Я был знаком с некоторыми диссидентами, но сам никогда диссидентом не был, ведь действия власть имущих я оценивал по тому, насколько хорошие условия создаются для научной работы. В 1970 году мне позвонила знакомая журналистка Тамара, и спросила, не могу ли я на одну ночь приютить человека, который только что приехал в Москву и ещё не успел основательно устроить свои дела. Я согласился и человек, о котором шла речь, приехал с Тамарой в качестве сопровождающей, имеющей возможность представить нам кратковременного постояльца. Впрочем, он представился сам, войдя, он протянул руку и сказал: «Владимир». Поскольку он своей фамилии не назвал, я не стал её уточнять, я просто поинтересовался, надолго ли он в Москву и чем он собирается здесь заниматься. Владимир сказал, что время пребывания его в Москве зависит от ряда обстоятельств, поскольку он собирается заняться политической деятельностью, а при такой деятельности он не может представить, как обернутся дела. Я поинтересовался его политическими взглядами и понял, что имею дело с очень диссиденствующим диссидентом. Он полагал, что существующую власть невозможно подправить, что движение политического протеста должно ставить своей целью смену власти в стране и что он собирается организовывать массовое движение, которое способствовало бы смене власти и переправлять на Запад материалы, которые разоблачали бы неправовую деятельность властей (в частности, злоупотребление психиатрией в карательных целях). У меня на этот счёт была своя точка зрения, я полагал, что дело не в том, как ведут пациентов психиатры, а в том, кто считается человеком, совершившим преступление и, соответственно, подлежащим судебно-психиатрической экспертизе.

Я читал нападки на Снежневского в связи с тем, что он ставит здоровым диссидентам диагноз «шизофрения». Но я знал психиатрические взгляды Снежневского, понятие «шизофрения» он трактовал весьма расширительно и капитану дальнего плавания, никакой диссидентской деятельностью не занимавшегося, он мог поставить диагноз «шизофрения», приписав под диагнозом «Может работать капитаном дальнего плавания». У него было преувеличенное представление о своих возможностях, и он не понимал, что если в расписании болезней флота шизофрения исключает работу в качестве капитана дальнего плавания, то приписка к заключению ничего изменить не может. Это относилось не только к Снежневскому, а к целому ряду хорошо известных мне психиатров, в частности, к одному из наиболее презираемых на Западе людей, профессору Ратинову, заведующему отделением в институте судебной психиатрии им.
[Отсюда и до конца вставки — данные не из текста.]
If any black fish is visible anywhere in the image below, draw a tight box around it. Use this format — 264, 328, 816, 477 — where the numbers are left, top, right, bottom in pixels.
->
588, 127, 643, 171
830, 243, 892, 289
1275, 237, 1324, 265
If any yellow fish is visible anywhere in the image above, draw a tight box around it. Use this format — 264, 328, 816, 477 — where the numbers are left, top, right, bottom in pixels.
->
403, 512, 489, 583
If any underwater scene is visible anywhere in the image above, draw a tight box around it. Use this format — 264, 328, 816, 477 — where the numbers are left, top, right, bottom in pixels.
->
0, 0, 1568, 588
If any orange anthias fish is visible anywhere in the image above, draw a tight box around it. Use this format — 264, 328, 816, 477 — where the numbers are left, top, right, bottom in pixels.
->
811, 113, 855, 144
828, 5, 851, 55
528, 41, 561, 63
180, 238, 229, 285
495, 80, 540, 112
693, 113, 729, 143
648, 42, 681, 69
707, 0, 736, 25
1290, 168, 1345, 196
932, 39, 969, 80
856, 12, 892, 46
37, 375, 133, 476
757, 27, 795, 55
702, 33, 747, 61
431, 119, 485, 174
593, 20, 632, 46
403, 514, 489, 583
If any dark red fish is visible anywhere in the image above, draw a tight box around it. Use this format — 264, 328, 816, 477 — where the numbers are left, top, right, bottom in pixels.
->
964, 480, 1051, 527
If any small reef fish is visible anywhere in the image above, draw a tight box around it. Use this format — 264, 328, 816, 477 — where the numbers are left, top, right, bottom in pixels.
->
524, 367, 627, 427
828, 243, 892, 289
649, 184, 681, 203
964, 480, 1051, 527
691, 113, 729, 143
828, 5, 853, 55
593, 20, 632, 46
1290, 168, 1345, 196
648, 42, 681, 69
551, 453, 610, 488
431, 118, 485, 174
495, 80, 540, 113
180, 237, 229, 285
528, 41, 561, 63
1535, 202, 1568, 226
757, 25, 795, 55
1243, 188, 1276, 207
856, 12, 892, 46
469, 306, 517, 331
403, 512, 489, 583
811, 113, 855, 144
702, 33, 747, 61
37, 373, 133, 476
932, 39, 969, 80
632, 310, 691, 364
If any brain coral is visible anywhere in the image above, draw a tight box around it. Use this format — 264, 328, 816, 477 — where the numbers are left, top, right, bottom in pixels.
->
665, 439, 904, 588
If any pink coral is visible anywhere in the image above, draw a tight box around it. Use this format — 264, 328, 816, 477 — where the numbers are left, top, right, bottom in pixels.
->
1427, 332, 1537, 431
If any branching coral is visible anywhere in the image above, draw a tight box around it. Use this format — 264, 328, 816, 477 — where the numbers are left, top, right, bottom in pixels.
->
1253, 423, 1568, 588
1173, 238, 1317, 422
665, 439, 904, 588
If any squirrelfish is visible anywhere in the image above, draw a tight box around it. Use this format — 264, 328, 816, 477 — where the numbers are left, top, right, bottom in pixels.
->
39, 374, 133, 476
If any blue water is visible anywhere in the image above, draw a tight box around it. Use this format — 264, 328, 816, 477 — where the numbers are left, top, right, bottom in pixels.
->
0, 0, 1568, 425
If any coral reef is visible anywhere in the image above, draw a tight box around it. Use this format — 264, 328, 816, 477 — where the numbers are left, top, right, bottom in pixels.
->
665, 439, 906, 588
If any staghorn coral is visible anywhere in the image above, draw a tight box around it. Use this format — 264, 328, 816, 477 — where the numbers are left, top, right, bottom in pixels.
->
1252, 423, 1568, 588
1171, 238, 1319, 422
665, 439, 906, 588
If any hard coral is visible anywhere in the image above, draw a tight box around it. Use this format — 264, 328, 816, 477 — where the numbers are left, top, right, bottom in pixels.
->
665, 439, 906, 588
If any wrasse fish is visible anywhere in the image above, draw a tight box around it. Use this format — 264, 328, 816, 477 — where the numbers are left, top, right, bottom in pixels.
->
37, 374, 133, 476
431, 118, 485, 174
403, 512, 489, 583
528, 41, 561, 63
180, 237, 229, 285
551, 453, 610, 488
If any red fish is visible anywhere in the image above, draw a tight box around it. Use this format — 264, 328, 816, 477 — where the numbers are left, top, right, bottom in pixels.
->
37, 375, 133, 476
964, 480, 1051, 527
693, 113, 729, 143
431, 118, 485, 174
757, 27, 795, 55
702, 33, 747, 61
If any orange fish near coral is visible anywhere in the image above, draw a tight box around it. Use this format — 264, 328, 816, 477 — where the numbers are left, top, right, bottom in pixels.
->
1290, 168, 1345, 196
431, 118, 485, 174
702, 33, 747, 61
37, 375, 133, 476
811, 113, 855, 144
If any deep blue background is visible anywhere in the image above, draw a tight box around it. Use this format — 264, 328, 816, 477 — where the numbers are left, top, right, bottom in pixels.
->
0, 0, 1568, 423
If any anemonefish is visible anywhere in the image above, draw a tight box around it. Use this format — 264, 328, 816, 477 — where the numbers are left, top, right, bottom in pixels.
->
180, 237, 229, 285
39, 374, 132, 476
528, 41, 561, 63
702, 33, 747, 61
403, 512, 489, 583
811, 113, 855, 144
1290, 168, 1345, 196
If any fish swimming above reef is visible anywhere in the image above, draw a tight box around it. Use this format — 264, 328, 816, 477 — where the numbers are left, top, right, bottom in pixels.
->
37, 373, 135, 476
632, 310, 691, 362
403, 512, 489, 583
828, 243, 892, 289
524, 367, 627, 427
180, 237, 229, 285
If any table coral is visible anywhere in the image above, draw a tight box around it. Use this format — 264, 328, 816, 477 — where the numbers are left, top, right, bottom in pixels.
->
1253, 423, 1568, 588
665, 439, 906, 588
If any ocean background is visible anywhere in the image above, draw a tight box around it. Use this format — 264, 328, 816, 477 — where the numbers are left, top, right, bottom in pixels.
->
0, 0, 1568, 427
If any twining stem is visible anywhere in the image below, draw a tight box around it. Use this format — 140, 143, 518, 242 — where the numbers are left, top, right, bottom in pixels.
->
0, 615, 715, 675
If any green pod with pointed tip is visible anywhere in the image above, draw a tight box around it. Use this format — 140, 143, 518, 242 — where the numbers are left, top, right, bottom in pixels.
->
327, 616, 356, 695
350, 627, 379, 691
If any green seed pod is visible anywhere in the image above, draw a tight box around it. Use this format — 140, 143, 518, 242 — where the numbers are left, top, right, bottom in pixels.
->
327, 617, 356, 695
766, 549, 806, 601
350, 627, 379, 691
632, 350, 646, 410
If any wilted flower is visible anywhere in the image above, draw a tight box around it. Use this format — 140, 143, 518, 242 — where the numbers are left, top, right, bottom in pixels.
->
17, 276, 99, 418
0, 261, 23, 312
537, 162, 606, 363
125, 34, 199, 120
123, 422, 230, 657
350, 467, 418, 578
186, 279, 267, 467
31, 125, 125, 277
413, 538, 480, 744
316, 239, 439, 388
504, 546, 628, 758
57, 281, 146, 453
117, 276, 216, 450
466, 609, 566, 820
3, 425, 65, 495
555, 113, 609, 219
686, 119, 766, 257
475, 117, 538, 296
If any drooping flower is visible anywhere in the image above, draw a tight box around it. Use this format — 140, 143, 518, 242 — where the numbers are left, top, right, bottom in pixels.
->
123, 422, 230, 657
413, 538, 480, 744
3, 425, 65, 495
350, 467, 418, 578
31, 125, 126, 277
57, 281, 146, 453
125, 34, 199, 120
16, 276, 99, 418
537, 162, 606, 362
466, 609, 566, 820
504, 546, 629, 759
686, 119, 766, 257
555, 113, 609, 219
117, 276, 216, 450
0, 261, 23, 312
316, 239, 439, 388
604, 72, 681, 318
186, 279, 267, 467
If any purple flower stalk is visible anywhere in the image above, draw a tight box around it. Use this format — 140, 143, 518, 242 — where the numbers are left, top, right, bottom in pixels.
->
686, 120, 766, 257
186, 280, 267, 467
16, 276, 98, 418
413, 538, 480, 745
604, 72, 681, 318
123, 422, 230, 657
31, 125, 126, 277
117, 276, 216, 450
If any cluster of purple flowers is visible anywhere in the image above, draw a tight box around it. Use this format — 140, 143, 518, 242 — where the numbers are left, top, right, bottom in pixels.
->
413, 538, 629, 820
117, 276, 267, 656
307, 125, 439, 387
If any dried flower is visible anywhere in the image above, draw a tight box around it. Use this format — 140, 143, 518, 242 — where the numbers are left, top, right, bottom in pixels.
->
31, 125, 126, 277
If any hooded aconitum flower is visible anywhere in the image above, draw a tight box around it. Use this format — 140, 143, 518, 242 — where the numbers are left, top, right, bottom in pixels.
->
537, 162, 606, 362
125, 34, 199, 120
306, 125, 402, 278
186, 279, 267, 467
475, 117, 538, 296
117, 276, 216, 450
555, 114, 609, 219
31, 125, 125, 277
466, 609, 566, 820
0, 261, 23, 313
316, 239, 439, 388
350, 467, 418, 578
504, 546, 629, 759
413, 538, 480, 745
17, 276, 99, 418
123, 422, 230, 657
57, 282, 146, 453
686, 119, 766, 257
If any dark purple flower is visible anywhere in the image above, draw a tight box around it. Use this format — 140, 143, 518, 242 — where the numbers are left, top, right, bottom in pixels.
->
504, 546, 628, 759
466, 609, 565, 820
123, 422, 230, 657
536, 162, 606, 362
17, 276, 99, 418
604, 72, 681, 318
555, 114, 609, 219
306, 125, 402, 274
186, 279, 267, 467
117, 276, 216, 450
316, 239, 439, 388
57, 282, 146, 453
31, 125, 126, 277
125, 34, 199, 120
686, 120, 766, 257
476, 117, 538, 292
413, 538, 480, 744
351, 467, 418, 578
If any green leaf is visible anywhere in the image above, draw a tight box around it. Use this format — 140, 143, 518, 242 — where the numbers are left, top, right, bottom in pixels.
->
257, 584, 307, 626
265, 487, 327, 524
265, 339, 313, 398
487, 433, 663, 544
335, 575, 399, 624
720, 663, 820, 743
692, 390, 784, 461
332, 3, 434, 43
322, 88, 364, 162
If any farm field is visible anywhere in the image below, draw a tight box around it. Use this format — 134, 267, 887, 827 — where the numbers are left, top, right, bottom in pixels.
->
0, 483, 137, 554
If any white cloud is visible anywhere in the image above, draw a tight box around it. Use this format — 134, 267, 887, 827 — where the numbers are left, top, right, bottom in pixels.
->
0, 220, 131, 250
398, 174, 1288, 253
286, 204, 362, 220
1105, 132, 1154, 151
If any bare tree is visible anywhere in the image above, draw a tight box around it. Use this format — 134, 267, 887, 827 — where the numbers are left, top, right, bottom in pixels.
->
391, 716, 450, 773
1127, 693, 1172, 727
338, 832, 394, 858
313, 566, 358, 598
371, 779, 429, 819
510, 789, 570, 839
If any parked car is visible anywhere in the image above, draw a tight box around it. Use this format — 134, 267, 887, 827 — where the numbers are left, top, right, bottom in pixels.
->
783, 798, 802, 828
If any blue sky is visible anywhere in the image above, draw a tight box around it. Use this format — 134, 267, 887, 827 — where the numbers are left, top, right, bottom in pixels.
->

Сербского. Человек очень высокой квалификации, он имел своё представление о невменяемости, поскольку о судьбе тех, кто был признан вменяемым, он специально собирал данные, и если человек, осуждённый к наказанию, связанному с лишением свободы, оказывался способным сознательно соблюдать режим исправительного учреждения, то Ратинов считал, что признание его вменяемым было справедливым. Но многие из них были не в состоянии соблюдать этот режим, лица, управляющими исправительными учреждениями вначале пытались добиться соблюдения режима своими методами, и, если терпели в этом неудачу, то по заранее достигнутой договорённости отправляли таких заключённых на повторную экспертизу в отделение Ратинова. Качество экспертизы Ратинов оценивал по тому, какой процент людей попадал на повторную экспертизу. В случае необходимости повторной экспертизы первоначальное заключение он считал ошибочным. Но, не смотря на этот строгий подход и достоверное статистическое различие между теми подэкспертными, которые не вернулись на повторную экспертизу, и теми, кто на неё вернулись, Владимир не счёл эти факты убедительными и не согласился с моим подходом. Он считал, что диагноз ставится злонамеренно для того, чтобы уничтожить человека.

Мы проговорили полночи, а на следующий день я спросил у Тамары фамилию моего ночного собеседника. Его фамилией оказалась Буковский. Впоследствии я узнал, что он был арестован и освобождён в обмен на освобождение в Чили первого секретаря чилийской компаритии Луиса Корвалана.